No me deja tranquilo la sospecha de que el COVID-19 se propagó por el mundo con ayuda de la omisión de los Estados. Acá en Chile pareció ser un botiquín de ayuda en paracaídas para la administración Piñera, un tanto complicada -aunque jamás acorralada, como las visiones optimistas señalan- por el reciente Estallido Social. Otra pregunta a científicas y científicos: ¿Era muy descabellado haber cerrado fronteras en el momento que se conoció el primer contagiado por el virus en el país? Podría haberse sometido a cuarentena sólo a esa persona y a quienes interactuaron con ella dentro de Chile, una muchedumbre no tan grande que podría haber sido obligada a permanecer en sus hogares o en alguna clínica con férrea vigilancia de la fuerza pública y cuidados médicos ejemplares. Ni siquiera se habrían complicado los empresarios con que la gente no fuera a trabajar por la cuarentena, pues todo seguiría operando. Porque igual íbamos al trabajo ya a esta altura; nada más se quemó ni se saqueó y las manifestaciones eran en Plaza Dignidad, el eje Alameda y las poblaciones de combatividad histórica en Santiago de Chile. Pero no. Se dejó propagar el virus aquí y en muchos otros países. Se provocó una histeria colectiva que asustó a la población, contribuyó a crear un clima de caos e hizo caer las bolsas de comercio. En Brasil el presidente Jair Bolsonaro puso en duda los datos sobre las muertes y, al igual que Piñera acá, dio libertad a los empleadores de no pagar remuneraciones si por precaución de salud sus trabajadoras y trabajadores no podían asistir a su laburo. Cuesta no pensar que se trata de una nueva forma de aplicar la doctrina del shock ¿Con qué motivos? Probablemente algún conjunto de grupos económicos y de poder se beneficia mucho de esto al ver oportunidades. La pregunta es ante todo refiriéndose a la escala global del capitalismo, pues en lo particular salta a la vista: La clase alta de Santiago de Chile se pasea haciendo fiesta y vacacionando en las playas vacías -sin rotos, sin flaites- de pueblos litorales a los que llevan posibilidades ciertas de contagio, arriesgando a personas que no pueden acceder a los servicios de salud con los que los ricos cuentan; por cierto, sus empresas pueden darse el lujo de despedir gente o no pagar sueldos, condición que les permite tener bastante seguridad de que sus arcas no se van a vaciar y sus privilegios se van a mantener.

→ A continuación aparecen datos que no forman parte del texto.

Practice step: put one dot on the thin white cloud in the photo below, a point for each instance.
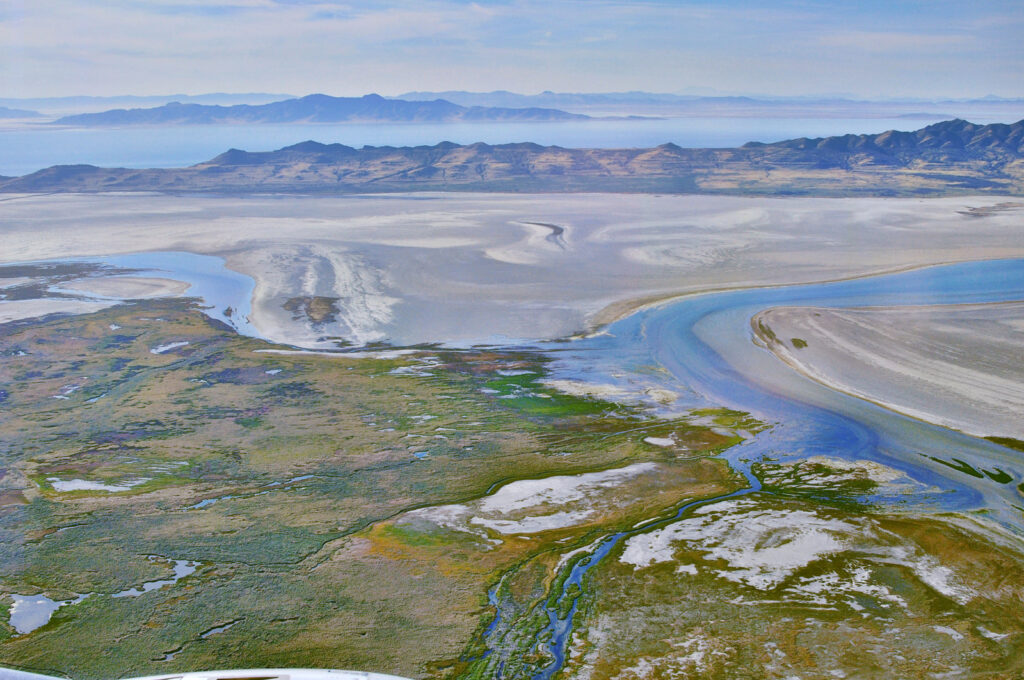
(876, 41)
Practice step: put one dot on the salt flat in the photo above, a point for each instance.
(474, 267)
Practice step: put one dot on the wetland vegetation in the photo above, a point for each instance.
(446, 513)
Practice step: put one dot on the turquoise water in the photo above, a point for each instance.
(707, 344)
(28, 149)
(225, 295)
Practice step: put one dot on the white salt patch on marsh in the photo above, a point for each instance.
(559, 490)
(530, 506)
(825, 588)
(990, 635)
(160, 349)
(689, 655)
(88, 485)
(534, 524)
(579, 388)
(955, 635)
(938, 577)
(383, 354)
(31, 611)
(12, 310)
(664, 396)
(762, 547)
(869, 469)
(181, 567)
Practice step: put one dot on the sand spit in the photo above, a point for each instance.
(530, 506)
(958, 366)
(12, 310)
(127, 288)
(465, 268)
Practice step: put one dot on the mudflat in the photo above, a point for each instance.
(460, 268)
(958, 366)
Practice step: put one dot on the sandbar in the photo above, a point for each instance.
(957, 366)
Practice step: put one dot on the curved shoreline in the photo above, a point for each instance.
(912, 378)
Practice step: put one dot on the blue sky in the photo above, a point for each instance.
(933, 48)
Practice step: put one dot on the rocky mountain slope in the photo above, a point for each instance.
(314, 109)
(947, 158)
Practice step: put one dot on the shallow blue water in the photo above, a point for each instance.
(701, 341)
(707, 344)
(226, 295)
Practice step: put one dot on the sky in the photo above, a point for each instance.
(864, 48)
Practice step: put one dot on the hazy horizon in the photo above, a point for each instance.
(868, 50)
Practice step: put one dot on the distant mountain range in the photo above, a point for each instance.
(17, 113)
(81, 104)
(316, 109)
(650, 103)
(952, 157)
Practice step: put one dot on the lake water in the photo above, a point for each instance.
(31, 147)
(706, 343)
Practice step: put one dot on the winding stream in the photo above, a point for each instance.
(707, 345)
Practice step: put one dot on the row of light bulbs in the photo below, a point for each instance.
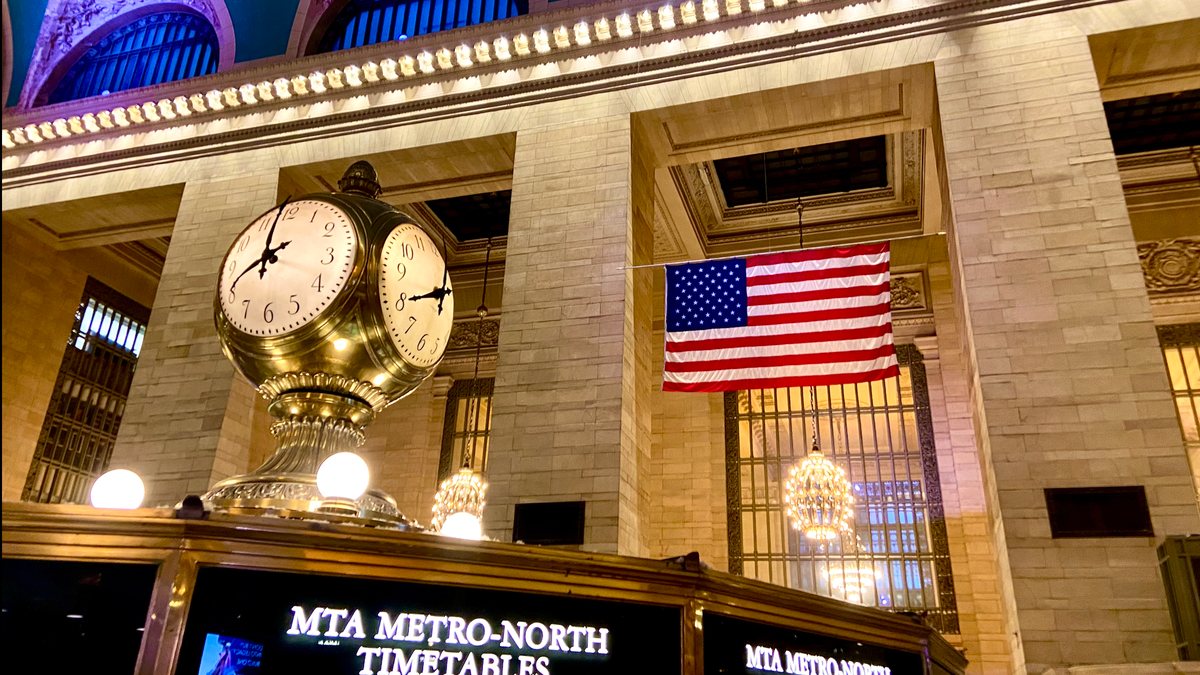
(444, 59)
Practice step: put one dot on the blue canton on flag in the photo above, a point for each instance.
(702, 296)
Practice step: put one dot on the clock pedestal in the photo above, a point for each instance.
(309, 428)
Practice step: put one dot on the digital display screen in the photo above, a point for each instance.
(252, 622)
(745, 647)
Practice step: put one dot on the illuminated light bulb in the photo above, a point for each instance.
(483, 52)
(624, 28)
(343, 476)
(582, 35)
(521, 43)
(603, 29)
(462, 525)
(388, 69)
(119, 488)
(425, 61)
(461, 494)
(688, 11)
(462, 54)
(645, 22)
(502, 48)
(666, 16)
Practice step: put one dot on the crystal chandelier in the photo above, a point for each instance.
(459, 502)
(817, 494)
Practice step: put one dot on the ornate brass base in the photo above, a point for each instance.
(310, 426)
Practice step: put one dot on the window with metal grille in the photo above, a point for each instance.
(367, 22)
(467, 426)
(881, 432)
(89, 396)
(1181, 350)
(149, 51)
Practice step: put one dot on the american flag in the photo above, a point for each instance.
(799, 318)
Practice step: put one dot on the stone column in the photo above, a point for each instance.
(571, 411)
(186, 423)
(1069, 387)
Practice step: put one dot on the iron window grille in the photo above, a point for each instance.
(367, 22)
(467, 426)
(153, 49)
(89, 396)
(881, 432)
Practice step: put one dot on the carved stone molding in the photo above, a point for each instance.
(1171, 266)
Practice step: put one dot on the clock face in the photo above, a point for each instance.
(414, 290)
(287, 267)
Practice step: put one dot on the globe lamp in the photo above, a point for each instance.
(119, 488)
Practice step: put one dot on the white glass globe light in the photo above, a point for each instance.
(343, 476)
(462, 525)
(119, 488)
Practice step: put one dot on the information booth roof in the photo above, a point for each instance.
(753, 623)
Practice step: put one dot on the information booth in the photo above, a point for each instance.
(150, 592)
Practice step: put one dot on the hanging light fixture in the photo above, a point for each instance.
(817, 494)
(459, 502)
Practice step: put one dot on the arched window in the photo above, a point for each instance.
(149, 51)
(366, 22)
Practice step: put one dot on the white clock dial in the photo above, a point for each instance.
(414, 290)
(287, 267)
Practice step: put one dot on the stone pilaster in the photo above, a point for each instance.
(1069, 387)
(570, 376)
(186, 424)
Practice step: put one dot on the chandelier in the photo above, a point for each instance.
(459, 502)
(817, 494)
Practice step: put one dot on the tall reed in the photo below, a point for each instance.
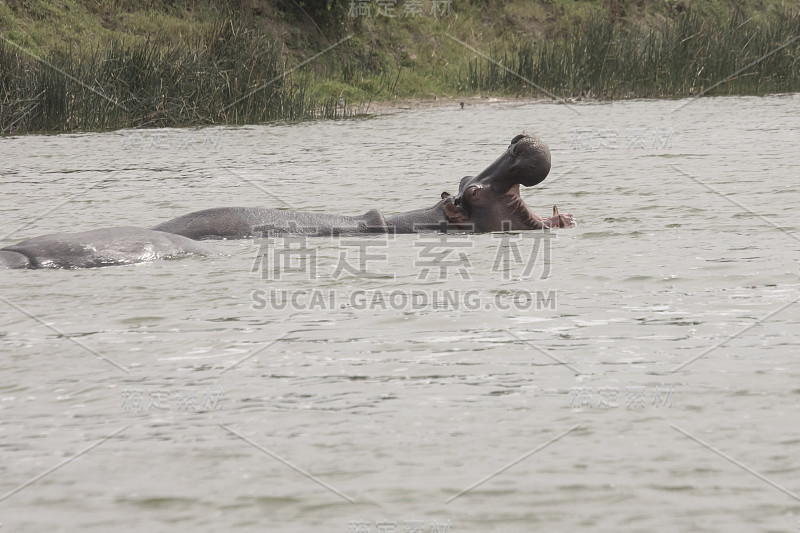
(687, 55)
(232, 76)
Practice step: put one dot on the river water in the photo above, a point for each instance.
(636, 373)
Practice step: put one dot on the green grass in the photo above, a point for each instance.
(688, 55)
(155, 63)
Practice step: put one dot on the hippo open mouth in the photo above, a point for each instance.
(491, 201)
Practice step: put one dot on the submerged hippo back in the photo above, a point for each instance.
(244, 222)
(103, 247)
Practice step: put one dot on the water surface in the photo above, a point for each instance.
(663, 336)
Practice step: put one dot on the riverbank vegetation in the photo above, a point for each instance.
(84, 65)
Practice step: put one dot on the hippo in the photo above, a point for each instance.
(487, 202)
(101, 247)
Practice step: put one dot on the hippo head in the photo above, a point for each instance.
(491, 200)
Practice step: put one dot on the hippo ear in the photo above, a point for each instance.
(455, 215)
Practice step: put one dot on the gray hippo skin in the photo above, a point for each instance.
(101, 247)
(490, 201)
(242, 222)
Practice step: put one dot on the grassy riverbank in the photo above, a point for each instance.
(84, 65)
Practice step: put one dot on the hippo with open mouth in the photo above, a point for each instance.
(487, 202)
(490, 201)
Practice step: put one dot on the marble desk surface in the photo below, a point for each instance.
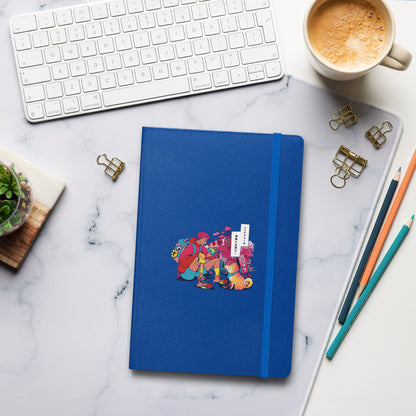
(65, 316)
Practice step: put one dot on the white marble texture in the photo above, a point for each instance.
(65, 316)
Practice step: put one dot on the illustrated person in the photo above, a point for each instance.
(195, 261)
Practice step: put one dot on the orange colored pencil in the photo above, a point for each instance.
(387, 225)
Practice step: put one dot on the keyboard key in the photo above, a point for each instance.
(40, 39)
(146, 91)
(82, 14)
(111, 27)
(107, 80)
(76, 33)
(35, 75)
(95, 65)
(35, 111)
(143, 74)
(230, 59)
(53, 108)
(254, 37)
(199, 11)
(195, 65)
(46, 20)
(160, 71)
(259, 54)
(105, 45)
(125, 77)
(178, 68)
(30, 58)
(141, 39)
(182, 15)
(60, 71)
(72, 87)
(148, 55)
(238, 75)
(77, 68)
(147, 21)
(70, 105)
(176, 33)
(94, 30)
(236, 40)
(88, 48)
(129, 24)
(22, 42)
(123, 42)
(99, 11)
(54, 90)
(117, 8)
(164, 17)
(166, 53)
(35, 93)
(152, 4)
(58, 36)
(24, 24)
(234, 6)
(52, 55)
(193, 30)
(213, 62)
(217, 8)
(246, 21)
(90, 101)
(131, 59)
(221, 78)
(113, 62)
(89, 84)
(135, 6)
(63, 17)
(70, 51)
(211, 27)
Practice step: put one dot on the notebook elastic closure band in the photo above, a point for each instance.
(271, 247)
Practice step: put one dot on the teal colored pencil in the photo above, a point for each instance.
(352, 316)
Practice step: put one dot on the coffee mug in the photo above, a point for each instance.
(347, 38)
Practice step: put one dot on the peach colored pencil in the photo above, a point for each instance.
(387, 225)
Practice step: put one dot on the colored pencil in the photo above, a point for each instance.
(369, 289)
(370, 244)
(387, 225)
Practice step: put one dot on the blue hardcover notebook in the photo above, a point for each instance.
(216, 252)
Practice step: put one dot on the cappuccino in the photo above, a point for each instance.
(350, 34)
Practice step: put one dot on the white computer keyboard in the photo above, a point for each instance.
(103, 55)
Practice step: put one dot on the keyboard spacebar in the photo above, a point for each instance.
(148, 91)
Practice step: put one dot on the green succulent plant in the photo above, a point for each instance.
(8, 183)
(9, 194)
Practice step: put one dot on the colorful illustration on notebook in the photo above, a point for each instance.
(225, 262)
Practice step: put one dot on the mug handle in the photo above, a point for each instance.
(398, 58)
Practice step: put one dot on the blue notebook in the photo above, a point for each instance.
(216, 252)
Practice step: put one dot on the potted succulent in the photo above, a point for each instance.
(16, 198)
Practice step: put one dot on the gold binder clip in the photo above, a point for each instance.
(348, 164)
(113, 167)
(377, 136)
(344, 116)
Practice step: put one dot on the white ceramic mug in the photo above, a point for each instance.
(392, 55)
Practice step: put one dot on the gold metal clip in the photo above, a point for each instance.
(348, 164)
(113, 167)
(344, 116)
(377, 136)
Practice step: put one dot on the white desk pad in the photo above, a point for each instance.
(89, 276)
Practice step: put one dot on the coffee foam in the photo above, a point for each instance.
(350, 35)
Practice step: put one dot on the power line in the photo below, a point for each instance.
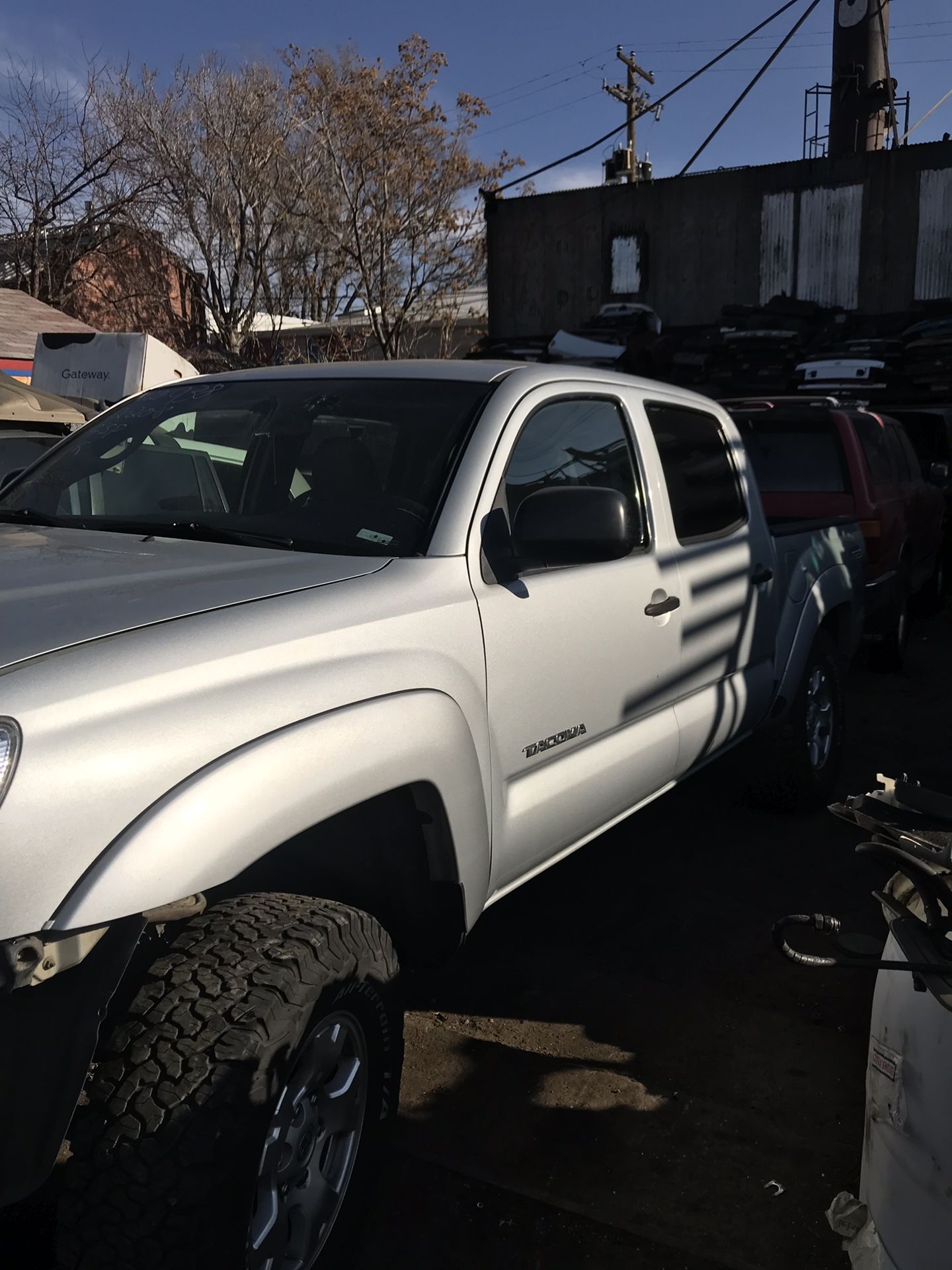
(820, 66)
(757, 78)
(545, 88)
(526, 118)
(601, 142)
(696, 45)
(557, 70)
(932, 111)
(686, 48)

Hay voces que señalan que el tiro podría haberles salido por la culata a quienes dominan el mundo. Soy escéptico de eso. Los privilegios no dejan de ser tales por el virus; las fluctuaciones en los tipos de cambio y las fugas de capitales nos afectan a nosotras y nosotros, no a los rentistas. Quizá varios grandes empresarios efectivamente terminen en la ruina; aquellos serán los más débiles entre sus pares. Los más fuertes sobreviven, se transforman y trascienden, sentando lo que quizás sean las bases de una nueva fase del capitalismo mundial cuyas características aún son un misterio. Y son este tipo de fuerzas viles las que han movido el orden del planeta durante ya varios siglos, con los pueblos como masa útil o inútil y los recursos naturales a su merced. El COVID-19 se ha esparcido porque los Estados, cooptados por ellos -o fundados por ellos incluso, en su gran mayoría-, lo han permitido de una manera que parece, al menos, sospechosa. Abogo, por ello, por una conspiranoia como actitud de alerta, que se base en sospechas y no en noticias falsas, en una retroalimentación crítica de la ciencia y no en su rechazo y, sobre todo, como una negación de la aceptación inmediata del absurdo y el azar en la explicación de procesos que tienen un impacto tan decisivo en la perpetuación de la dominación.

Antonio Baeza es ciudadano chileno. Escritor bestia, músico y trabajador de la educación.